Maker Murff, Zora American, b.1987; Des Moines, IA
Date2019
MediumInkjet print
Dimensions32 in x 40 in
Credit LineMuseum purchase
Object number2021:136
About the ArtistZora J Murff is an educator and mixed media artist who creates images that reject neutrality, directly interrogating the pathology of white supremacy as it relates to Black cultural identity, narrative power, and systemic violence. He often integrates archival images and found footage into his projects, creating a direct conversation between history and the present. Murff is especially interested in the portrait and its impact on stereotypes and representation.

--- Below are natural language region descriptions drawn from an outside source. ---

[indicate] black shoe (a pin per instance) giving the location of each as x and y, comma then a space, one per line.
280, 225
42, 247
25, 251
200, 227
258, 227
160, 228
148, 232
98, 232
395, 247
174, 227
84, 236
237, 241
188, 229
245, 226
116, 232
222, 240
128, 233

His empathetic portrayal of the individual is driven by a refusal to accept how things have been visually chronicled and categorized throughout history. “By interweaving past and present, body and the landscape, my aim is to investigate how institutional and racial violence manifests and persists, and what role photography has played throughout,” he told LensCulture in 2019.

Zora J Murff’s work was featured in the Museum of Contemporary Photography exhibition American Epidemic: Guns in the United States (2021-22), which explored the implications of gun ownership in the United States through historical, intersectional, and compassionate lenses. Inspired by the shooting of Laquan McDonald by police officer Jason Van Dyke in Chicago in 2014, Murff’s series At No Point in Between (2019) addresses the convergence of the physical and social landscape to expose how cycles of oppressive systems have led to severe inequity and injustice for Black Americans. At No Point in Between was also shown at the 2021 Rencontres d'Arles in Arles, France.

Zora J Murff received his BS in psychology from Iowa State University (2010). He worked as a social worker at a juvenile detention center in Cedar Rapids, IA while pursuing his BA in photography from University of Iowa (2015). His final-year BA project, Corrections (2015), was an exploration of the impact of surveillance and incarceration on youth and would become his first photographic book publication. Murff completed his MFA in studio art at University of Nebraska—Lincoln in 2018. He was awarded Aperture Magazine’s Next Step Award in 2020, which resulted in his fourth major publication True Colors (or, Affirmations in a Crisis) (2022) and in 2023, he won the Documentary Practice and Visual Journalism Infinity Award from the International Center of Photography. Murff has taught photography at the School of Art at University of Arkansas and School of the Museum of Fine Arts at Tufts University. His work has been exhibited by Studio Museum in Harlem, New York; Denver Art Museum, Museum of Modern Art, New York; and many others.